NCBA's forecast is less than the National Treasury and World Bank projections. The government expects the country's GDP to expand by six per cent.
The global lender, in its recent economic outlook, expects Kenya’s real gross domestic product (GDP) to grow by 5.5 percent in 2022 and 5.2 percent on average in 2023–24.
An erratic rainfall pattern being experienced in the country poses a major threat to the country’s leading GDP earner, the agricultural sector.
The report shows agriculture, forestry and fishing contracted to -0.2 per cent from 4.6 per cent growth recorded in 2020.
The lender projected a further increase in the cost of living amid the weakening shilling against the greenback and high global fuel prices, a result of the Russia-Ukraine war.
The shilling has been crumbling against the greenback for over a year now, dropping almost 3.5 per cent since January to trade at 117.40 units yesterday.
This is attributed to volatilities in the global marketplace and rising inflation, especially in the US, where the government has intervened by raising the base lending rate. the benchmark for most interest rates.
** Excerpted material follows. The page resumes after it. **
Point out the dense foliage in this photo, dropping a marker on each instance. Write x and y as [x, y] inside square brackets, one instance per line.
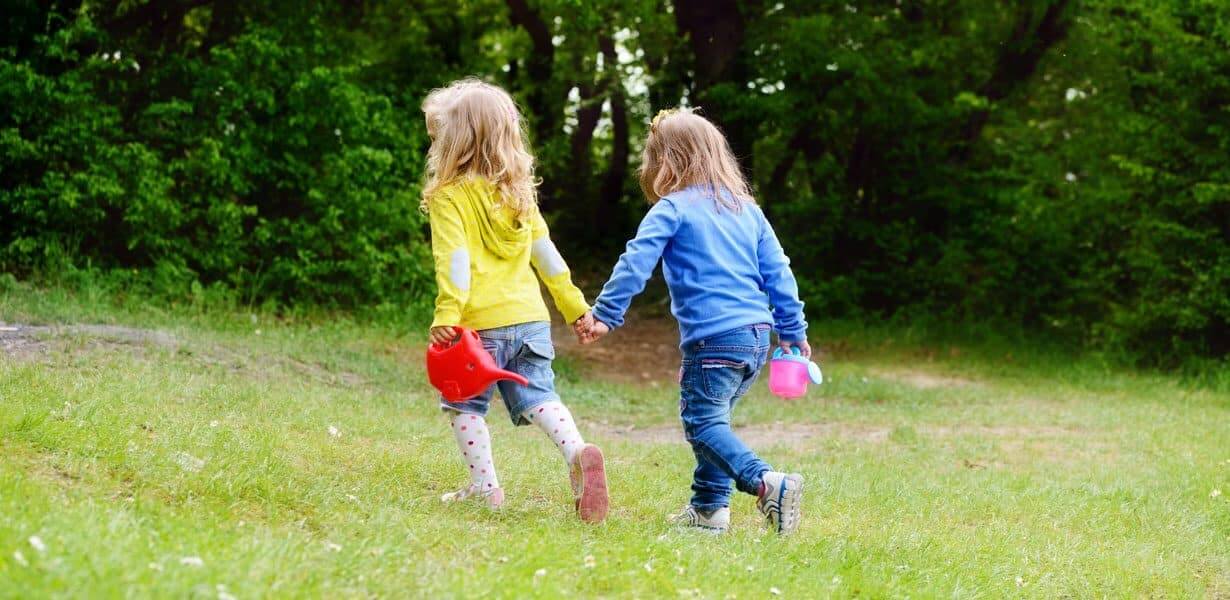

Last week, Joe Biden's regime raised its Federal rate by 0.75 per cent to range between 1.5 and 1.75 percent, the highest jump since 1994.
The strengthening shilling is also expected to worsen Kenya's tight debt obligation, with the yield on Eurobond hitting double digits according to the latest CBK weekly bulletin.
NCBA projects the country's debt profile to weaken further, making the country unattractive, especially to external lenders.
Lat month, both Moody's, Fitch rating and S&P lowered the country's creditworthiness, citing high uncertainties both in the local and international markets.
Kenya's debt registry as of the end of last year shows gross public debt crossed the Sh8 trillion mark to stand at Sh8.2 trillion against the country's GDP estimated at Sh10.7 trillion.
The current debt ceiling stands at Sh9 trillion and is expected to accrue to a 10 trillion mark. This is with the government's strategy in addressing the fiscal implications towards attaining its developmental agenda.
“Continued rise in the debt ceiling will cause increased interest rates in efforts to lower the debt ceiling that is currently a main concern to the taxpayer,'' Agung’ added.
Most investors have recently shunned the acquisition of credit to invest with the looming uncertainties that are seemingly occasioned by the electioneering period. This slows down growth.
“As we approach the general elections, it noted that elections points in Kenya have always had a negative GDP outcome; nevertheless, its worth noting that elections do not necessarily stop growth and investment but may just delay the investment process,” Agung’ said.